Photo : Mehmet Turgut publiée sur Deviantart et https://danselabstractiondelavie.blogspot.com/

Le doigt de ma mère sur la table vernie dessine une traînée brillante dans la poussière. Elle va bientôt la faire disparaitre ; la poussière l’effare, elle révèle ses défaillances, cette incompétence qui la poursuit sans pitié. 

Je la regarde travailler, je l’aide un peu, puis je m’arrête ; je regarde les rayons du soleil où la poussière demeure en suspens, scintillante, tournoyante.
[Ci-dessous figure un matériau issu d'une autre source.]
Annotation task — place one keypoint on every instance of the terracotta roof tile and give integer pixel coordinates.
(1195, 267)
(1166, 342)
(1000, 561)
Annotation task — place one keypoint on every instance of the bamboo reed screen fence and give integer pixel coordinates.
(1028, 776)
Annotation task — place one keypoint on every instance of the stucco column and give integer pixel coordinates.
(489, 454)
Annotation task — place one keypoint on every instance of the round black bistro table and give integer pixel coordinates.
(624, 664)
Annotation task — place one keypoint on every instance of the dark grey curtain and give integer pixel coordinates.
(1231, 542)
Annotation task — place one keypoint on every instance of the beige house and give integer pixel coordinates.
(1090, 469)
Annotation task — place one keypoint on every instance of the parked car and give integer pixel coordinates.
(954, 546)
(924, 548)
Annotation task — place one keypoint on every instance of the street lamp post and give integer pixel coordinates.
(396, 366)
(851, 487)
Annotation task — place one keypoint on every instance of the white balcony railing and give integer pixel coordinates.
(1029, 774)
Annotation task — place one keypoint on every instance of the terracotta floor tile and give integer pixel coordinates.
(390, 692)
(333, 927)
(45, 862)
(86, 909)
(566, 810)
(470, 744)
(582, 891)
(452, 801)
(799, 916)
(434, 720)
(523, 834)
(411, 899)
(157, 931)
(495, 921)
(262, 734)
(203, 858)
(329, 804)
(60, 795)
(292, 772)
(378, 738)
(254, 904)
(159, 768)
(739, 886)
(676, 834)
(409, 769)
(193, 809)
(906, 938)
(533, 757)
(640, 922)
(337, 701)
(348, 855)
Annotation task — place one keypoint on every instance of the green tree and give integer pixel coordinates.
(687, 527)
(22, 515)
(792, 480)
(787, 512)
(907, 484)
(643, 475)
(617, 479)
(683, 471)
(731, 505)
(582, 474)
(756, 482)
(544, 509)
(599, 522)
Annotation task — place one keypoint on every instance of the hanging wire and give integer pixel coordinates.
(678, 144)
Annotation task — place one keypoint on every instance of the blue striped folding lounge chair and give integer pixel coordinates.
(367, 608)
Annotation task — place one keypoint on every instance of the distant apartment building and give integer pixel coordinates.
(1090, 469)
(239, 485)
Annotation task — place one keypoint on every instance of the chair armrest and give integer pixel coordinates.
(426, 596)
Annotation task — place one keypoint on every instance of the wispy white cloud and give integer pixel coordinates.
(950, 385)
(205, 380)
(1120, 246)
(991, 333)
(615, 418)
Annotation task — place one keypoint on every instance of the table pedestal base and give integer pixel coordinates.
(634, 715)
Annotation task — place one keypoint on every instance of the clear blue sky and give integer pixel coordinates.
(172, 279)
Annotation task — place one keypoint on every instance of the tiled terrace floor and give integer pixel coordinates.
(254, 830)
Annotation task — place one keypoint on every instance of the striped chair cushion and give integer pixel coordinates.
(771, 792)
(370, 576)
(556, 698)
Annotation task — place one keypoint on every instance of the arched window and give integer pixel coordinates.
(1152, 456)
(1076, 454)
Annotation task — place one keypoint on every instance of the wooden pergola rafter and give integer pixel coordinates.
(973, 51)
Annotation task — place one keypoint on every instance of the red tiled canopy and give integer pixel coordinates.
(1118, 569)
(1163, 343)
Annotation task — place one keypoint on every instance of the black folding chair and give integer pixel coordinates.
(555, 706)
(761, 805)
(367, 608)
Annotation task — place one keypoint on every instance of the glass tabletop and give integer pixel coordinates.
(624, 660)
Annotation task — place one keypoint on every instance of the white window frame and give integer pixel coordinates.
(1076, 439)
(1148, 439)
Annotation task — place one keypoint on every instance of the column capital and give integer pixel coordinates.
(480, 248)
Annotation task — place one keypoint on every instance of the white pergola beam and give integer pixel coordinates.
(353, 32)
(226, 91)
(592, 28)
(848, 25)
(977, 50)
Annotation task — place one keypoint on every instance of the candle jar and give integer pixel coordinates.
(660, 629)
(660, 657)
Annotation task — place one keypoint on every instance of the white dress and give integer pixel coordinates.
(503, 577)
La poussière révèle le soleil, elle est la dernière lueur du jour, elle est la lumière chaude des lampes la nuit, quand ses paillettes d’or montent et descendent sous les abat-jours. Je la recueille entre les pages d’un grand livre, là où vivent les fées, celles qui gardent la poussière des lutins. Les fées sont des mères, elles incarnent la destinée dont elles empruntent le nom, elles seules peuvent la changer. J’attends longtemps leur venue.

Sur cette vieille photographie, un peu orangée désormais, je me tiens droite devant l’objectif, vêtue d’une longue robe bleu pâle, bordée de fourrure blanche. J’ai sur la tête un bonnet pointu et à la main une baguette magique que couronne une étoile, tous dorés. D’un grand mouvement de main je m’essaie à nous faire entrer dans un conte qui finirait bien.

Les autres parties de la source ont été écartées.